🤖 AI Summary
Existing language models struggle to perform quantitative, faithful comparative reasoning over multiple candidate answers grounded in scientific literature evidence—particularly critical in high-stakes applications such as drug target identification.
Method: We propose R2E, a retrieval-driven, explainable prediction framework tailored for this task. R2E introduces a novel “answer masking + evidence representation” architecture enabling Shapley value–driven, evidence-level attribution; it dynamically integrates multimodal new evidence without retraining. The method synergistically combines retrieval-augmented generation (RAG), evidence-centric feature modeling, and natural language–templated multimodal fusion.

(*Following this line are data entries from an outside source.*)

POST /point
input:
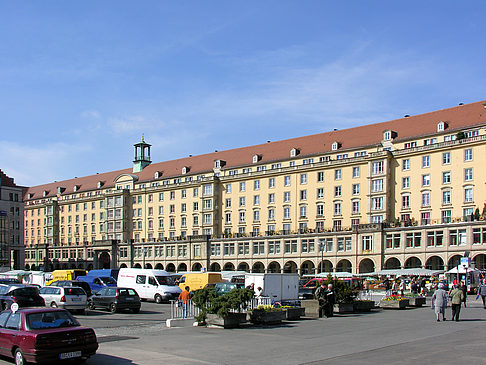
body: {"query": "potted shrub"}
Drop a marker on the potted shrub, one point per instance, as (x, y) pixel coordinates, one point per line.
(394, 302)
(222, 310)
(266, 314)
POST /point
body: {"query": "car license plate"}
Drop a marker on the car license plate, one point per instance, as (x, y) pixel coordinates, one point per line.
(70, 355)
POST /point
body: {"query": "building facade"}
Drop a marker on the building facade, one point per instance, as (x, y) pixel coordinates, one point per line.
(404, 193)
(11, 223)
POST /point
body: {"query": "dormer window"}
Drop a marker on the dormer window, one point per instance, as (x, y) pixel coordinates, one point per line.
(219, 163)
(441, 126)
(294, 152)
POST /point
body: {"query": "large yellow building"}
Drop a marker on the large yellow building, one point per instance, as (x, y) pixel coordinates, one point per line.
(404, 193)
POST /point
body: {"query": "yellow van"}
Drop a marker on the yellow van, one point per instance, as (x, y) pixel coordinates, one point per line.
(198, 280)
(66, 275)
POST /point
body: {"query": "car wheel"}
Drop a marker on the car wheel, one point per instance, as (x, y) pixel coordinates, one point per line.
(19, 357)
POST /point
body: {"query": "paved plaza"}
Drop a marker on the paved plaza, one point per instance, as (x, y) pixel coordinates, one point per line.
(380, 337)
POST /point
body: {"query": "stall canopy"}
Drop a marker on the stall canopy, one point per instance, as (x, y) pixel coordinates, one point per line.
(405, 272)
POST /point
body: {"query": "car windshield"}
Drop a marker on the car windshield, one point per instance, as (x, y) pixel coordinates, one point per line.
(51, 319)
(26, 292)
(165, 280)
(108, 280)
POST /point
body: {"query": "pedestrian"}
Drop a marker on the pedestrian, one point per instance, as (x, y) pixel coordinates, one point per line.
(439, 302)
(456, 300)
(321, 295)
(464, 293)
(482, 292)
(185, 298)
(331, 300)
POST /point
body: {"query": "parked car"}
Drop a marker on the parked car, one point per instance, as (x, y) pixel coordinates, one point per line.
(71, 298)
(23, 295)
(116, 299)
(44, 335)
(69, 283)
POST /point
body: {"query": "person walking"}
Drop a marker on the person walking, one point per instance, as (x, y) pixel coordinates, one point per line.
(464, 292)
(185, 298)
(331, 300)
(482, 292)
(457, 298)
(439, 302)
(321, 295)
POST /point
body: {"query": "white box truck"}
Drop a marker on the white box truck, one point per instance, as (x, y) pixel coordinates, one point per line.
(279, 287)
(156, 285)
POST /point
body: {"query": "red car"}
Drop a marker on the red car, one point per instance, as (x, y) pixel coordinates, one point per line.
(44, 335)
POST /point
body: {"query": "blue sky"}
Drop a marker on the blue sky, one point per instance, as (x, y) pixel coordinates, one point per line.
(80, 81)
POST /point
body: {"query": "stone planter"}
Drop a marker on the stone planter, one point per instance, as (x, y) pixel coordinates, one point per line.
(343, 308)
(294, 313)
(233, 320)
(394, 304)
(263, 317)
(416, 301)
(363, 305)
(311, 307)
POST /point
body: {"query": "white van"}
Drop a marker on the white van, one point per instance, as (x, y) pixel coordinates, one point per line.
(157, 285)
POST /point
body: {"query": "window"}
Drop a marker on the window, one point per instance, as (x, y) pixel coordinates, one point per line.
(367, 243)
(446, 177)
(425, 161)
(446, 158)
(337, 191)
(426, 180)
(406, 164)
(406, 202)
(337, 208)
(377, 203)
(377, 168)
(338, 174)
(405, 182)
(446, 197)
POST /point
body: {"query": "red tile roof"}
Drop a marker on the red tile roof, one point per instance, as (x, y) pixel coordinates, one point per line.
(406, 128)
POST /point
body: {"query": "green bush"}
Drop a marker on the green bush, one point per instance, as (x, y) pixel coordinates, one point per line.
(208, 301)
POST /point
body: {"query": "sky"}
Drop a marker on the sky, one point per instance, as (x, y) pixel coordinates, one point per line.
(81, 81)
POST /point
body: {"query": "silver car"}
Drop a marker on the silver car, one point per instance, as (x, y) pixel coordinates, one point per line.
(71, 298)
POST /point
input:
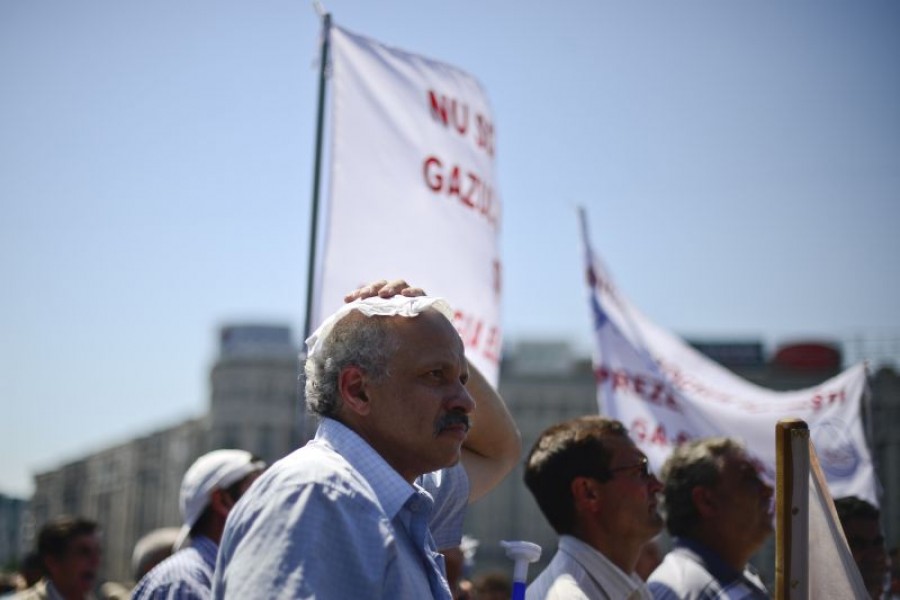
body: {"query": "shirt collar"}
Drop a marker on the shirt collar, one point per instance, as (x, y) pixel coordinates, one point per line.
(711, 561)
(614, 580)
(391, 489)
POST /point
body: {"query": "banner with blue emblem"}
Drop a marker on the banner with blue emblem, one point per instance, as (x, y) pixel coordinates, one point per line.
(665, 392)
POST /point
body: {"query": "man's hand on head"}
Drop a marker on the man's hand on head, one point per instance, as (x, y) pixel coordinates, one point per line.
(384, 289)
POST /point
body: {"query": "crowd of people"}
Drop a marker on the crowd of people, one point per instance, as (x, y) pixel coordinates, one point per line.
(409, 433)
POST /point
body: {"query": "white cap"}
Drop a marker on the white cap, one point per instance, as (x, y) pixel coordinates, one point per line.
(214, 470)
(396, 306)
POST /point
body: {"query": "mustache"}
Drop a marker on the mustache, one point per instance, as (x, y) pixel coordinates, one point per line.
(451, 419)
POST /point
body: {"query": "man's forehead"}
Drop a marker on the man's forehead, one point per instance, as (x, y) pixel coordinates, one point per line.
(621, 445)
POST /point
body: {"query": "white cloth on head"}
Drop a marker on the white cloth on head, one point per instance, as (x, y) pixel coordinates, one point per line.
(396, 306)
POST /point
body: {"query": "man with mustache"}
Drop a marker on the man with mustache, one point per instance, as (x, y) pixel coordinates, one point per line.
(69, 548)
(362, 510)
(719, 512)
(596, 489)
(861, 523)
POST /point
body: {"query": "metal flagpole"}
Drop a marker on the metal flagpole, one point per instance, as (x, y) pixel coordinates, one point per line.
(300, 419)
(792, 510)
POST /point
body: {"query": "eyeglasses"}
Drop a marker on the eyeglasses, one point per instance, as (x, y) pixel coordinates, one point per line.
(644, 466)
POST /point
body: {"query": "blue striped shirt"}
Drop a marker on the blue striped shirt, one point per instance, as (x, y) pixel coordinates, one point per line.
(334, 521)
(186, 575)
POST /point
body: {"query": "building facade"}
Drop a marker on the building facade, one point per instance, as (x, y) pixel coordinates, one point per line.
(133, 488)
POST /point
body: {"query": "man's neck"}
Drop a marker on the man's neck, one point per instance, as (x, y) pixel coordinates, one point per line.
(56, 593)
(622, 553)
(728, 552)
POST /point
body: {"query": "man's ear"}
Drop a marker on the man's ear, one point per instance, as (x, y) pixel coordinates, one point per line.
(352, 387)
(704, 501)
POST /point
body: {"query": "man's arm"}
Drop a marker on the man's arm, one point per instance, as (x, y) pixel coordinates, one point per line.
(493, 446)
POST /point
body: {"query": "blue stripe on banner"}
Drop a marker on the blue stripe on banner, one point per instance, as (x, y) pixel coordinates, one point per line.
(600, 318)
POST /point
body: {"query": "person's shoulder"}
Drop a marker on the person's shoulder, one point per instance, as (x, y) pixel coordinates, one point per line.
(676, 576)
(555, 586)
(182, 571)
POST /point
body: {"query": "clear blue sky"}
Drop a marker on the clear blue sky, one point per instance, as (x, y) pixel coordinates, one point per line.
(740, 162)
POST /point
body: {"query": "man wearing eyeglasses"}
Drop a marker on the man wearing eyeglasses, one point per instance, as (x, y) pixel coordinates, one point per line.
(720, 513)
(595, 488)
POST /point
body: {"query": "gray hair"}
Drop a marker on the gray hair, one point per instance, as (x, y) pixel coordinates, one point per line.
(698, 462)
(356, 340)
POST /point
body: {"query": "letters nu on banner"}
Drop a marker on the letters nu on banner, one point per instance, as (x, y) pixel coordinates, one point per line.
(412, 187)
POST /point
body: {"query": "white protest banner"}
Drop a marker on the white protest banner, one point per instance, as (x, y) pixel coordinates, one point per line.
(666, 392)
(412, 191)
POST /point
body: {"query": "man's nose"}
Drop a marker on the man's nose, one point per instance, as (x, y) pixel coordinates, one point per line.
(461, 400)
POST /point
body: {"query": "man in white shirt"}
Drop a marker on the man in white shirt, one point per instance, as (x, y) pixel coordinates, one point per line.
(595, 488)
(719, 513)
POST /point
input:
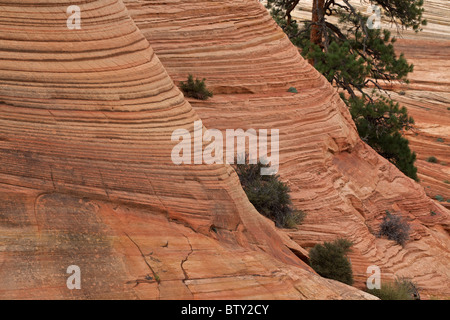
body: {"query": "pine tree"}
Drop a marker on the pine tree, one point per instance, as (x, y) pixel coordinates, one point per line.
(359, 60)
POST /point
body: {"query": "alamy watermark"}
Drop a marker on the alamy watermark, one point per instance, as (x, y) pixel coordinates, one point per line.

Results: Experiments demonstrate that R2E matches the clinical efficacy prediction performance of black-box literature-based models while substantially outperforming mainstream genetics-based approaches. Crucially, it achieves end-to-end interpretability without sacrificing accuracy, establishing a new paradigm for evidence-based scientific decision-making.
📝 Abstract
Language models hold incredible promise for enabling scientific discovery by synthesizing massive research corpora. Many complex scientific research questions have multiple plausible answers, each supported by evidence of varying strength. However, existing language models lack the capability to quantitatively and faithfully compare answer plausibility in terms of supporting evidence. To address this, we introduce Retrieve to Explain (R2E), a retrieval-based model that scores and ranks all possible answers to a research question based on evidence retrieved from a document corpus. The architecture represents each answer only in terms of its supporting evidence, with the answer itself masked. This allows us to extend feature attribution methods such as Shapley values, to transparently attribute answer scores to supporting evidence at inference time. The architecture also allows incorporation of new evidence without retraining, including non-textual data modalities templated into natural language. We developed R2E for the challenging scientific discovery task of drug target identification, a human-in-the-loop process where failures are extremely costly and explainability paramount. When predicting whether drug targets will subsequently be confirmed as efficacious in clinical trials, R2E not only matches non-explainable literature-based models but also surpasses a genetics-based target identification approach used throughout the pharmaceutical industry.